1. Notre Dame, mère de Dieu, mère de l’Église et mère des hommes
En donnant à Saint Jean Marie pour mère, Notre Seigneur fait de Notre Dame la mère de l’Église et la mère de tous les hommes. Saint Jean est plus grand que lui-même quand il la reçoit. Elle est son héritage et il la
prend chez lui.
En 431, le concile d’Éphèse a résolu la crise nestorienne1 en donnant à la Sainte Vierge Marie le titre de « Mère de Dieu ». Ainsi proclamée solennellement, la maternité divine est le fondement de tous les attributs et titres de gloire de Marie, qui seront affirmés au cours des siècles et que nous célébrons au cours de l’année liturgique : Immaculée Conception, Virginité, Annonciation, Assomption, Reine du ciel, Mère des hommes, Mère de l’Église.
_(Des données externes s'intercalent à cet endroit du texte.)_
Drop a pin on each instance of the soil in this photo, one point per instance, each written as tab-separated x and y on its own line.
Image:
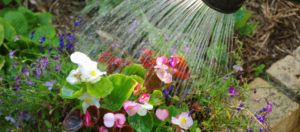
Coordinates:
277	33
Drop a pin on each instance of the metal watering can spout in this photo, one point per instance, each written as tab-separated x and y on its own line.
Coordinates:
224	6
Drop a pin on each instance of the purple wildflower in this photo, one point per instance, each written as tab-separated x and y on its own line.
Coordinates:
57	67
49	84
42	40
167	92
32	35
44	62
17	84
38	71
61	42
12	53
25	71
241	105
232	91
260	118
78	21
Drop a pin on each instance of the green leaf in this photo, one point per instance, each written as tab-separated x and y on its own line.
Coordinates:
123	88
44	18
1	34
135	69
100	89
164	129
6	2
72	91
9	30
157	98
141	123
2	61
18	21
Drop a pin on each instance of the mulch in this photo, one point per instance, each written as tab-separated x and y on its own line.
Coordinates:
277	33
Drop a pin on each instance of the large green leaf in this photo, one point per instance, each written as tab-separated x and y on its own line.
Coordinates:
18	21
123	88
135	69
9	30
141	123
2	61
44	18
100	89
1	34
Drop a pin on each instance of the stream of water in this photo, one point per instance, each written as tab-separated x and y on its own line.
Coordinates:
184	27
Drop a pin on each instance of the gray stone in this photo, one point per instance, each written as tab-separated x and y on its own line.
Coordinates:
285	116
287	72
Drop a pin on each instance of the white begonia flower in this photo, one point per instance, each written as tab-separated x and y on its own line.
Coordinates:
79	58
144	108
87	70
88	100
90	73
74	77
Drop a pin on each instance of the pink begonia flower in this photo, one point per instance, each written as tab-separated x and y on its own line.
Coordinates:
144	109
184	120
161	60
162	114
131	107
120	120
144	98
102	129
87	119
111	120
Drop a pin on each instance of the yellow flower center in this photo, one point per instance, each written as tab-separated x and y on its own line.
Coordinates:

Saint Thomas d’Aquin nous dit que Marie est la personne la plus unie à Dieu.
Paul VI a voulu désigner la Sainte Vierge Marie à la fois comme membre suréminent de l’Église, car elle seule parmi les hommes n’a jamais contrarié la grâce, et comme « Mère de l’Église », vocable qui réunit deux grandes vérités : mère de Dieu et mère des hommes : « De même que la divine Maternité est la cause pour laquelle Marie a des relations tout à fait singulières avec le Christ et est présente dans l’œuvre de salut humain accomplie par Jésus-Christ, de même, de la divine Maternité découlent principalement les relations qui existent entre Marie et l’Église ; puisque Marie est la Mère du Christ, qui, dès qu’il a assumé la nature humaine dans son sein virginal, s’est uni à son Corps Mystique, qui est l’Église.
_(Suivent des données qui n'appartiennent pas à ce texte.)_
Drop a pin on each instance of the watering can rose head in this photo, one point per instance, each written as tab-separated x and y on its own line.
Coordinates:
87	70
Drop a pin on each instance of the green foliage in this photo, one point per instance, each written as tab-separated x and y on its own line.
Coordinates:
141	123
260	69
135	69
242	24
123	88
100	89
Marie, en tant que Mère du Christ, doit donc être considérée comme la Mère des fidèles et de tous les pasteurs, c’est-à-dire de l’Église. » 2
Les litanies de la Sainte Vierge Marie lui attribuent de nombreux titres qui soulignent son intercession maternelle auprès des hommes : « Secours des chrétiens, Mère de la Divine Grâce, Mère du bon conseil, Vierge puissante, Vierge clémente, Miroir de justice, Cause de notre joie, Maison d’or, Arche d’alliance, Porte du ciel, Étoile du matin, Salut des infirmes, Refuge des pécheurs, Consolatrice des affligés », sans oublier tous les vocables qui attestent son empire sur les saints : « Reine des anges, Reine des patriarches, Reine des prophètes, Reine des apôtres, Reine des martyrs, Reine des confesseurs, Reine des vierges, Reine de tous les saints ».
Comme notre mère, elle est notre guide et notre consolatrice. Elle n’est pas la source de la grâce, qui est un don de Dieu, mais notre intercesseur : elle la demande à Dieu pour nous et nous la communique.
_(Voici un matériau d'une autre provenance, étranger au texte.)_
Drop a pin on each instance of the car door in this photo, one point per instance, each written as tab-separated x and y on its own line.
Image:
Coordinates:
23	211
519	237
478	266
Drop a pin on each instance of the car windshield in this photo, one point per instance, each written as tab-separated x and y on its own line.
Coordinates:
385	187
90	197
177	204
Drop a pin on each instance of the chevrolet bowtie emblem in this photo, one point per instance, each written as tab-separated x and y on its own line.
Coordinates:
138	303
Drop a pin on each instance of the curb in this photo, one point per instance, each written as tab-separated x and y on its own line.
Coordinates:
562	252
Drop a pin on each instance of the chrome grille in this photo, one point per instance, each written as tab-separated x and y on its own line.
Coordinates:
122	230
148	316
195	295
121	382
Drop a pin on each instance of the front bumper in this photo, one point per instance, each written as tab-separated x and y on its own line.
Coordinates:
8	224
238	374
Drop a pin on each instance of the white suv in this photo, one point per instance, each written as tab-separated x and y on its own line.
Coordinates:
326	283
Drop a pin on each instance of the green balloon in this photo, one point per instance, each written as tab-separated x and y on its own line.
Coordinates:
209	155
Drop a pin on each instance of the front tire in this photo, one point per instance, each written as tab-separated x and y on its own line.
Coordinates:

2. Notre Dame, mère de l’Eglise dès sa vie terrestre
La Très Sainte Vierge Marie est la Mère de l’Église dès sa vie terrestre, et tout au long de l’histoire de l’Église des origines jusqu’à nos jours :
À l’Annonciation, le « fiat » de Marie contient déjà tous les « oui » à venir des fidèles de l’Église. « Le rôle particulier de coopératrice joué par la Vierge a pour fondement sa divine maternité. » 3 « Marie reçoit la vie de celui auquel elle-même, dans l’ordre de la génération terrestre, donna la vie comme mère. La liturgie n’hésite pas à lui donner le titre de Mère de son Créateur. » 4 Mais Marie est mère de Dieu dans la foi avant de l’être par la chair. Elle est la première à avoir cru. « Vatican II présente Marie comme Mère du Rédempteur, mais aussi comme coopératrice à l’œuvre du Sauveur par son obéissance, sa foi, son espérance et son ardente charité. » 5 À la femme qui s’était adressée à Jésus en louant Marie : « Heureuses les entrailles qui t’ont porté ! », Jésus répond : « Heureux plutôt ceux qui écoutent la parole de Dieu et qui la gardent ! » 6
L’épisode des noces de Cana révèle une profonde communion entre Jésus et sa mère ! « Il est certain que dans cet événement se dessine déjà […] la maternité nouvelle selon l’esprit et non selon la chair, c’est-à-dire la sollicitude de Marie pour les hommes, le fait qu’elle va au-devant de toute la gamme de leurs besoins et de leurs nécessités. » 7Jésus donne à Marie le titre de Femme à deux reprises seulement dans les Évangiles : aux noces de Cana et au pied de la Croix.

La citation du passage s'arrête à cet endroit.